Portanto, a liturgia, para não cair no formalismo, precisa de ritos onde a plenitude dos sentidos encontre espaço, ou seja, onde Deus se comunica conosco pelo Espírito. Na liturgia viva, sim, a presença de Deus é sentida, não como arrepio ou êxtase, mas como senso real de que servimos a um Deus vivo. A liturgia autêntica tem a emoção compartilhada pela comunidade ao comungar os mesmos gestos, alegrias e expectativas. É uma liturgia de relação vertical, onde o Espírito Santo se faz presente com seu constante derramar. É no espaço do culto, portanto, quando o Espírito concede a graça dos dons para a edificação da igreja. Porém, mesmo a glossolalia enquanto sinal da presença ativa de Deus, se tomada como em sua forma externa mais importante do que ela aponta, que é o anúncio do Evangelho, será uma tragédia de vaidades e pensamentos mesquinhos. A sacramentalidade pentecostal não pode perder de vista que a estamos diante de uma interação constante entre o conhecimento e a experiência vivida, entre o aprendizado sobre Deus e a experiência de Deus – e um depende do outro perpetuamente.
Referências:
(1) “TED (acrônimo de Technology, Entertainment, Design; em português: Tecnologia, Entretenimento, Planejamento) é uma série de conferências realizadas na Europa, na Ásia e nas Américas, incluindo o Brasil, pela fundação Sapling, dos Estados Unidos, sem fins lucrativos, destinadas à disseminação de ideias – segundo as palavras da própria organização, ‘ideias que merecem ser disseminadas’”. (Wikipédia)
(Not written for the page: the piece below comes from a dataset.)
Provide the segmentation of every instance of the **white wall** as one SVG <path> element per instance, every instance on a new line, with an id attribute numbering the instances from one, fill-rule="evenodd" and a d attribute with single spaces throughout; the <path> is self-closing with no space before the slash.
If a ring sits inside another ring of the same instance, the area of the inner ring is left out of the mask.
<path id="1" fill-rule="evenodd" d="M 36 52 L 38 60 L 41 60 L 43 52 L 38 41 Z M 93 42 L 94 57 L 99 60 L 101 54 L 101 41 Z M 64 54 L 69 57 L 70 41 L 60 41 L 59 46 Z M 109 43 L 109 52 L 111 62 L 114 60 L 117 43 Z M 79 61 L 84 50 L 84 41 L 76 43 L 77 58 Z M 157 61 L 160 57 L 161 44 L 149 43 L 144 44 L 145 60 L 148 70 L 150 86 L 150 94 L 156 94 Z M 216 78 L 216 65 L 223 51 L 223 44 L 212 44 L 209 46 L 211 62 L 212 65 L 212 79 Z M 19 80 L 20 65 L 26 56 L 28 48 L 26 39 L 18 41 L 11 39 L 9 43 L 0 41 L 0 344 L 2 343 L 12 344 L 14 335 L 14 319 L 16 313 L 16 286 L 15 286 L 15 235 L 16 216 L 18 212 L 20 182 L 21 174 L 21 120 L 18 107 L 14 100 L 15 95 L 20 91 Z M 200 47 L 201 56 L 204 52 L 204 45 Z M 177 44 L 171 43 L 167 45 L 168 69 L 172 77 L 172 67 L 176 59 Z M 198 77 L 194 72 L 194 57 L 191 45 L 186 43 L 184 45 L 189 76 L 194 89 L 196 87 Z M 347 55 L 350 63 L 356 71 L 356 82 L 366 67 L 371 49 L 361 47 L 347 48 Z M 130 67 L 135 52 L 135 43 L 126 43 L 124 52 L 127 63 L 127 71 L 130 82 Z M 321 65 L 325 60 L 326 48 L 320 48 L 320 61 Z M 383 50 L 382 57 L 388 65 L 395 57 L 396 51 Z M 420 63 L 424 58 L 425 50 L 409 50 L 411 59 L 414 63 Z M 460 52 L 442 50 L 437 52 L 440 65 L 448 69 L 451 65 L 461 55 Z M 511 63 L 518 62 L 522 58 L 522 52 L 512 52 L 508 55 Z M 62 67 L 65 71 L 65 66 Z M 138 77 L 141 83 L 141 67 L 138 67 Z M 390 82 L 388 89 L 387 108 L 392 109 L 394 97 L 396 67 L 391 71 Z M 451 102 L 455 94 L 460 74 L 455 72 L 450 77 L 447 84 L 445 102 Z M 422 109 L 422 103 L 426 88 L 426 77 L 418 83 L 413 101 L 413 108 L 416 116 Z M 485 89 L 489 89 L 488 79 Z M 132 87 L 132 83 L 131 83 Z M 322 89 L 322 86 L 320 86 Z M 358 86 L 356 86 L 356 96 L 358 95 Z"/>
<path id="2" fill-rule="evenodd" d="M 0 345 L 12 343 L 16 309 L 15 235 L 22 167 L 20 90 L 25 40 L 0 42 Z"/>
(2) CAVALCANTI, Robinson. A Igreja, o País e o Mundo. 1 ed. Viçosa: Editora Ultimato, 2000. p 36.
(3) Para uma crítica poderosa contra essa ingenuidade racionalista do protestantismo, veja: SMITH, James K. A. Você é Aquilo que Ama. 1 ed. São Paulo: Edições Vida Nova, 2017.
(4) MACCHIA, Frank D. Baptized in the Spirit: a Global Pentecostal Theology. 1 ed. Grand Rapids: Zondervan, 2006. p 402.
(5) Para uma defesa exegética da necessidade do sinal externo na teologia lucana do Espírito veja: MENZIES, Robert. Pentecostes. 1 ed. Rio de Janeiro: CPAD, 2016. p 57-84.
(6) CALVINO, João. A Instituição da Religião Cristã: Tomo 2. 1 ed. São Paulo: Editora Unesp, 2009. p 692.
(7) Não pretendo inventar a roda ao associar o sacramento com sinal miraculoso. O reformador luterano Filipe Melâncton já tinha feito o mesmo no livro Loci communes de 1521. Veja: WENGERT, Timothy J. Dictionary of Luther and the Lutheran Traditions. 1 ed. Grand Rapids: Baker Academic, 2017. p 654.